Uma hora antes do início, a organização passou distribuindo senhas. Do nada, uma nuvem de gente veio lá de trás, com as senhas nas mãos, correndo, para tentar entrar antes daqueles que aguardavam na fila. Talvez realmente fosse mais pertinente deixa-los entrar. Afinal, lá dentro o assunto seria a ética. E era isso que eles precisavam aprender.
Dias antes, uma amiga me procura para “desabafar”. Traz consigo um dilema: conheceu um rapaz interessante, que se mostra também interessado, mas não sabe exatamente se deve engatar o relacionamento.
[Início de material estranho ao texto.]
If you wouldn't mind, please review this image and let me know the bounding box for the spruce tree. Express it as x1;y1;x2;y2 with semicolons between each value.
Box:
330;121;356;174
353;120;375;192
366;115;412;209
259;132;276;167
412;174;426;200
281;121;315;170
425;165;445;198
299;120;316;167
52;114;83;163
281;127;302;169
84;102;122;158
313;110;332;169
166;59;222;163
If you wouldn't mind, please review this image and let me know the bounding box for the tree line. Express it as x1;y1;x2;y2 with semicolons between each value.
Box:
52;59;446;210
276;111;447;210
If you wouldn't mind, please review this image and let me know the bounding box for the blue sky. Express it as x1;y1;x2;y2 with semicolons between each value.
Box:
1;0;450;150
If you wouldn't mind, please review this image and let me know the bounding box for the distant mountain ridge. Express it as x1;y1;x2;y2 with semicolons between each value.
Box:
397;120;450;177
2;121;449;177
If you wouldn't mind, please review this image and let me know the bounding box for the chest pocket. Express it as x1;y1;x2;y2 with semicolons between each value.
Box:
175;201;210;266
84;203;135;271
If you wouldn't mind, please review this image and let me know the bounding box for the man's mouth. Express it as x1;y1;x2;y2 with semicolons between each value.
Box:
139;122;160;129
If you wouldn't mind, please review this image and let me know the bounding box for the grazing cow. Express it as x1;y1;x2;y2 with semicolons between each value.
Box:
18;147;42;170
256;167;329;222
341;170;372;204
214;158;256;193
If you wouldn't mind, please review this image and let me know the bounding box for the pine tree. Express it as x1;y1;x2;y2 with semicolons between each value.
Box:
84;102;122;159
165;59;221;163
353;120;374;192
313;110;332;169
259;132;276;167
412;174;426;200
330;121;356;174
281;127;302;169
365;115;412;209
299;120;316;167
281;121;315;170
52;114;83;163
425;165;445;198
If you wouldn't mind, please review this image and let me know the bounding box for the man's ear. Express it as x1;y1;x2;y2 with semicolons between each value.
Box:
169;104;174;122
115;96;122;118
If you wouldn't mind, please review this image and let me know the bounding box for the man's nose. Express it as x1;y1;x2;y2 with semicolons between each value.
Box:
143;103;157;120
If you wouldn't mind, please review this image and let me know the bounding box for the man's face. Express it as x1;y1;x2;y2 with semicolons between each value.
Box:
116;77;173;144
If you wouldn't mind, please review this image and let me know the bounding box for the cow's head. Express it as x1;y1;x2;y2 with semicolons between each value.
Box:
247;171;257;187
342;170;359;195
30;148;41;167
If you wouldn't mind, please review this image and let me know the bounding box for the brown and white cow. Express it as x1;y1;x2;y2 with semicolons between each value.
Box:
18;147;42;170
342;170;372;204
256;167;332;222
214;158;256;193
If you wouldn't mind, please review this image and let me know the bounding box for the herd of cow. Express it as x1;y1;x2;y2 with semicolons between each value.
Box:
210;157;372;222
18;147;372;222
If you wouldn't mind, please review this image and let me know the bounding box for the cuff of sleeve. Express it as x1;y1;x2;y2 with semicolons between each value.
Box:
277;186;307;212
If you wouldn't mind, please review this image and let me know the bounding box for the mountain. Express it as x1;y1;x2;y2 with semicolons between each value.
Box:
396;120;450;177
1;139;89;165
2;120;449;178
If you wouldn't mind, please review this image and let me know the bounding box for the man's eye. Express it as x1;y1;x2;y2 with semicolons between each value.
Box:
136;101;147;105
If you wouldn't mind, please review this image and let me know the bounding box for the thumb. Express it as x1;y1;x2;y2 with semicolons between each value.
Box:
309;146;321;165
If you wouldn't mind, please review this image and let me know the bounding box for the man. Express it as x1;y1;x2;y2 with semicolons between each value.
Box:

Por que? “Talvez não seja a hora”, “não gosto da forma como ele se veste”, “não sei se a gente combina” – uma série de argumentos vagos, imprecisos, e bem diferentes das queixas anteriores, quando ela se dizia disponível para o amor.
Em comum, essas histórias trazem consigo a incoerência – uma velha conhecida, cada vez mais íntima na medida em que avanço no meu ofício como analista. As pessoas querem, mas não querem. Creem, mas duvidam. Pregam uma coisa, fazem outra. Desdenham e se ressentem quando perdem.
Duvidar não é o problema nessa questão. Na verdade, é um ótimo indicador de saúde psíquica: mostra que a alma encontra brechas na visão unilateral da neurose, minimizando-a. A vida cheia de certezas é mais limitada e, consequentemente, mais propensa a adoecer.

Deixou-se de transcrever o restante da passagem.